Why Operating Expenses are important? 

Make sure that Operating expenses are not included in cost of goods sold (COGS) but consist of the direct costs involved in the production of a company's goods and services. Meaning Operating expenses are the remaining costs that are not included in COGS. Example of one of the typical operating expenses a Rent. 

Here are the three OpEx models: 

  1. Constant Amount(Recurring Costs): Go with this expense model, when you have expenses that occur on specific period of time(Daily, Weekly, Monthly, Quarterly or Yearly), With your cost amount you can also specify percentage variation over time for these frequencies. Example of such operating expense is monthly rent you pay for office space.

  1. % of Overall Revenue Or Specific Revenue Stream: Best to use when there may be some operating expenses are directly associated with % of sales.

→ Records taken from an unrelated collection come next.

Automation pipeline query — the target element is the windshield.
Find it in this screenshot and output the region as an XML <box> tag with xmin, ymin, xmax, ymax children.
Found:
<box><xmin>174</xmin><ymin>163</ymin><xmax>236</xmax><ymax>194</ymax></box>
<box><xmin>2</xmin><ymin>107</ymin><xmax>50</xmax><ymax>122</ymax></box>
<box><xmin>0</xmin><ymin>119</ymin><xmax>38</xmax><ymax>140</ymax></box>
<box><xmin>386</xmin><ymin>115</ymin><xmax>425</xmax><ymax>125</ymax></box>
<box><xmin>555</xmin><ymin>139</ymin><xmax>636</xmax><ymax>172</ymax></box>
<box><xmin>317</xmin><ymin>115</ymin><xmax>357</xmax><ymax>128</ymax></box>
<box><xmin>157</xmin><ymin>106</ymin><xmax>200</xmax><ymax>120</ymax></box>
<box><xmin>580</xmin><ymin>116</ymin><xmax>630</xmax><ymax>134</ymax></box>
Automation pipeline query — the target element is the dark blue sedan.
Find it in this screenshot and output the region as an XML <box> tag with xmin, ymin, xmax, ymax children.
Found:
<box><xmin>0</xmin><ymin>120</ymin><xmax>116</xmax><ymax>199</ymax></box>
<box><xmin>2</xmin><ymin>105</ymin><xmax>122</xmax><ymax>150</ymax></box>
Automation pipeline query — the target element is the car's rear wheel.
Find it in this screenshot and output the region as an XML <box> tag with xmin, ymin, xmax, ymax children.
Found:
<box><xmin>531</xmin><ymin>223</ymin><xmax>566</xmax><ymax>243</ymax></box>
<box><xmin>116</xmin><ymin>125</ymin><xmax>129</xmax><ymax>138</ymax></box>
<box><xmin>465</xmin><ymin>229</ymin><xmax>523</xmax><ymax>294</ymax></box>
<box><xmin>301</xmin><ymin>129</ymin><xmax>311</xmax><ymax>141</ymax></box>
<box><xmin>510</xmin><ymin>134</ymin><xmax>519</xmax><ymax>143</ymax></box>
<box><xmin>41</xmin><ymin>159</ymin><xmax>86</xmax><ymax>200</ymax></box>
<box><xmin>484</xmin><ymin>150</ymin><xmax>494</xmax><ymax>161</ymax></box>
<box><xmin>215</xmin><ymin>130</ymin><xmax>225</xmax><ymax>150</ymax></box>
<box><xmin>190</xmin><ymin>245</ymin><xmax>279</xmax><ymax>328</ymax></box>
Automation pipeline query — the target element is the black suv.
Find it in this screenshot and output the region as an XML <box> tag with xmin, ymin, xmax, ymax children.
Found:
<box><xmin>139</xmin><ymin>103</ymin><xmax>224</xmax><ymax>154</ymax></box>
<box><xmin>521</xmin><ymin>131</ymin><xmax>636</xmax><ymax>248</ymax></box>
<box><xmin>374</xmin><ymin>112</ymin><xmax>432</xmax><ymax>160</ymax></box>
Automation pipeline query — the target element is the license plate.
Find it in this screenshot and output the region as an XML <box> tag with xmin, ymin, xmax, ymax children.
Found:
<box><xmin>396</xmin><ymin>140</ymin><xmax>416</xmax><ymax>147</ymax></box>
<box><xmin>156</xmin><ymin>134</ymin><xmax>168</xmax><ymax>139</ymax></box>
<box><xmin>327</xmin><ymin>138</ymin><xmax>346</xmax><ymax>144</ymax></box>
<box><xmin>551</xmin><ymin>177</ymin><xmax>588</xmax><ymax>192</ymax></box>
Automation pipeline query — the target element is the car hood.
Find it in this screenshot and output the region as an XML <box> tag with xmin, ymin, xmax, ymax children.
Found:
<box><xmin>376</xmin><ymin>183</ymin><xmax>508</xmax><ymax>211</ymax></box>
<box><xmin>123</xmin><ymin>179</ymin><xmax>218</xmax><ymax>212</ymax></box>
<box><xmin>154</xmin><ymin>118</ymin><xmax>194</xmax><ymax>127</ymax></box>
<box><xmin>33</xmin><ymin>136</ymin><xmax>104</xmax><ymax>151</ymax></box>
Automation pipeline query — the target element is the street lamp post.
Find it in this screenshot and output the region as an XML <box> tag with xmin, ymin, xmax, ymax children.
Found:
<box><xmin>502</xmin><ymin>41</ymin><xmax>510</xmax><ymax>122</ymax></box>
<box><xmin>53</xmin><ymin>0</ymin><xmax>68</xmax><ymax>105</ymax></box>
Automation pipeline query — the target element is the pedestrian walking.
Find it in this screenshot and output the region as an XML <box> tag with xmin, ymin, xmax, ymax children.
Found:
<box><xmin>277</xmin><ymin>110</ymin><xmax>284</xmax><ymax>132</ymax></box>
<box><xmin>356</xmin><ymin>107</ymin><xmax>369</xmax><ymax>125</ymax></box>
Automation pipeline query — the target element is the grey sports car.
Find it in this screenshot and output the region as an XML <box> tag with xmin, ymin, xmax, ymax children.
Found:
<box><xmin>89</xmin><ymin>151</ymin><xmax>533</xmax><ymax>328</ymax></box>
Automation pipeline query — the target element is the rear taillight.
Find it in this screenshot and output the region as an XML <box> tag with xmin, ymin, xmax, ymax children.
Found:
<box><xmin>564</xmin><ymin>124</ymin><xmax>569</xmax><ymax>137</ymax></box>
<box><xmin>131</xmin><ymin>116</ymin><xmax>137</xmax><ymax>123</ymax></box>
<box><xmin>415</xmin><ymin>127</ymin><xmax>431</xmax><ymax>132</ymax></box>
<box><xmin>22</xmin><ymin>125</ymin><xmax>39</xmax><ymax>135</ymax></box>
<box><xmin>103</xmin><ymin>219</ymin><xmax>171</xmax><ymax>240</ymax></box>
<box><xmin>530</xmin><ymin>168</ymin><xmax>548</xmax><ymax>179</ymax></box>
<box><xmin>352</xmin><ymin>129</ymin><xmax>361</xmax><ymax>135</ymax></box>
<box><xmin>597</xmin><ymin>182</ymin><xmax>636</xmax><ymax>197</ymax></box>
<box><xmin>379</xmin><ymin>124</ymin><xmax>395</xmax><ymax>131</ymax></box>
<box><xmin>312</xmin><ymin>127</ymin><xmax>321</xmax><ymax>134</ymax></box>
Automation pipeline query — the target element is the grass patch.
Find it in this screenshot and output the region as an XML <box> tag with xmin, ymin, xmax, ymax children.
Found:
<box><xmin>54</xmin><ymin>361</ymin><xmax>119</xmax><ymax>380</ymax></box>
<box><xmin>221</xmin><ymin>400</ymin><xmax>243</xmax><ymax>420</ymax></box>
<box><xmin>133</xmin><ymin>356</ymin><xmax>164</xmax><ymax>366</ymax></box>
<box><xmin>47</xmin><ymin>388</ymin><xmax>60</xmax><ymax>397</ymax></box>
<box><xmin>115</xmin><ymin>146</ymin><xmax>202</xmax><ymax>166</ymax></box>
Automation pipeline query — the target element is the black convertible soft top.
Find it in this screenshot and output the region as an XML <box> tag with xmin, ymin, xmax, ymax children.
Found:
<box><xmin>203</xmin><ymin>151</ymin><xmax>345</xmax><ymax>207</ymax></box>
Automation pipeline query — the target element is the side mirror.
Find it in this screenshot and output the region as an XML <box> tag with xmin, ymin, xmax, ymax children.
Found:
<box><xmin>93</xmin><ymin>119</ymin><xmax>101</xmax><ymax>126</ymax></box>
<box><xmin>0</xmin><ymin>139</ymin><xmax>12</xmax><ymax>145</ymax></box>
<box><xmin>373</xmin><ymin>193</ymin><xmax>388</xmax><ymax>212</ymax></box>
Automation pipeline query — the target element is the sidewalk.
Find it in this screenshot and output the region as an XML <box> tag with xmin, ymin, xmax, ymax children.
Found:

Depending on your revenue stream model, Choose the Revenue Streams and link this expense with it.

  1. % of other Operating Expense: Is your expense directly associated as a percentage of any other Operating expense? Choose this option if you find such a nested relation between expense. Inherit one expense from another expense.

  1. Varying amounts over time: If none of above models are applicable, or you already have a detailed forecast in Excel or elsewhere, Choose this option to just enter overall expense values without any detail. Enter expense values straight-away into the excel sheet.